Test MAE Baseline : 0.396
Test MAE Linear: 0.197


In [31]:
test_pred_class = (test_pred > 0.5) + 0
test_pred_baseline = np.repeat(np.median(y_train), len(y_test))

prediction_accuracy = np.mean((y_test == test_pred_class)) * 100
baseline_accuracy = np.mean((y_test == test_pred_baseline)) * 100

print("Prediction Accuracy:", round(prediction_accuracy, 1), "%")
print("Baseline Accuracy:", round(baseline_accuracy, 1), "%")

Prediction Accuracy: 96.2 %
Baseline Accuracy: 60.4 %


In [32]:
sm.delete_endpoint(EndpointName=linear_endpoint)

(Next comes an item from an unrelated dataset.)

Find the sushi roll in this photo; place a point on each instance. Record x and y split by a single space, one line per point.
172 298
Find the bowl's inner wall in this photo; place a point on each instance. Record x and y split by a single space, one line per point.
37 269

{'ResponseMetadata': {'RequestId': '2ec84f4e-b15c-4ebc-bf65-14a5546c1866',
  'HTTPStatusCode': 200,
  'HTTPHeaders': {'x-amzn-requestid': '2ec84f4e-b15c-4ebc-bf65-14a5546c1866',
   'content-type': 'application/x-amz-json-1.1',
   'content-length': '0',
   'date': 'Mon, 16 Jan 2023 18:14:49 GMT'},
  'RetryAttempts': 0}}

==> Our linear model does a good job of predicting breast cancer and has an overall accuracy of close to 92%.